Status of the production sites
Our 3rd broad crawl for 2018 finished on January 5. We have harvested about 45 TB and more than 650 mill. Documents in 344 harvest jobs. We noticed, that our crwls run very slowly because of the throttling rules in the firewall we set up in order to reduce disturbances for the website owners.
Webhosting is going to be more and more centralized in Denmark. Therefore we made agreements for throttling with the webhosts.
We will rethink our strategy for the broad crawls, that is to say we mostl likely will exclude more big sites (e.g. municipalities’ websites) from the “regular” broad crawls and crawl them selectively in the same frequence as the broad crawls.

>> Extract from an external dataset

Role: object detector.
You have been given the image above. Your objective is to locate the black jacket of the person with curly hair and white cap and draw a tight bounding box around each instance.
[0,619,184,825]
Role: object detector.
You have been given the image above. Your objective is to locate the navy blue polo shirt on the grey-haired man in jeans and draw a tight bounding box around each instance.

We had problems with wayback access – ten days in December it accessed the living web instead of the archive. This happened in connection with an upgrade process of our citrix and we had to roll bag to the former version. Furthermore Wayback (Blacklight) stil does not perform very well: lots off images are missing and lots of sites using https protocol are not displayed.

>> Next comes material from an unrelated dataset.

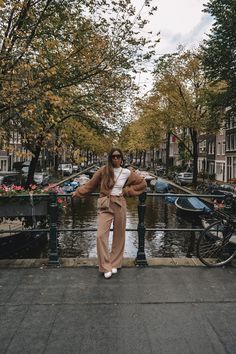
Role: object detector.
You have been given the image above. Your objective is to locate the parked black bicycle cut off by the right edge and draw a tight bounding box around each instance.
[197,194,236,267]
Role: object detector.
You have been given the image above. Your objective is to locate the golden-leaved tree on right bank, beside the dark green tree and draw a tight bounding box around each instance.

We are working on the adjustment of our procedures, documentation etc. according to the EU General Data Protection Regulation (GDPR)
A happy new year and best wishes to all for 2019 from the BnF web archiving team!

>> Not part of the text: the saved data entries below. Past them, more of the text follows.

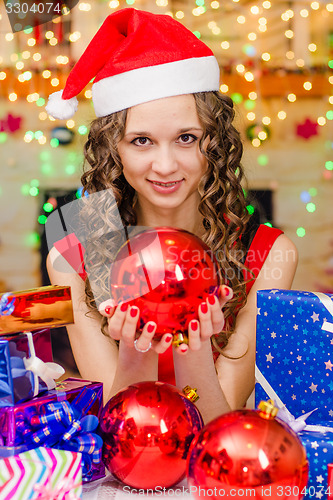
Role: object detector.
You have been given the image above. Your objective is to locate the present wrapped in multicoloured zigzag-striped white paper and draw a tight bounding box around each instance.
[0,448,82,500]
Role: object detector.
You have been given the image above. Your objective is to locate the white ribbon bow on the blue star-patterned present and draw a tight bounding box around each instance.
[255,365,333,433]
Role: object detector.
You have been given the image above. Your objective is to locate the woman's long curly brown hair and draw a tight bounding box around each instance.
[81,92,250,351]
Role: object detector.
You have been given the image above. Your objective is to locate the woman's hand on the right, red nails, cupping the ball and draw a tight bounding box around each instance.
[175,285,233,354]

Over the past 4 months, a team of 2 developpers, 4 project members and a user group of 4 curators has been working on developping new frontoffice and backoffice functionalites for BCweb. The version 6.1 of BCweb is soon to be released (in January). One of the key features of this version will be a new functionality to check existing records, enabling the curators to easily monitor and fix invalid and redirected URLs. Administrators will also have a backoffice import functionality to bulk create records. More is to come in the next version which will include an improved graphic design. A release note for the NAS community is being prepared. The code will be made available to the BCweb/NAS community (uploaded to the Git repository). The next three iterations of this scrum-based development project will focus on making BCweb data available for use by other BnF applications, using webservices.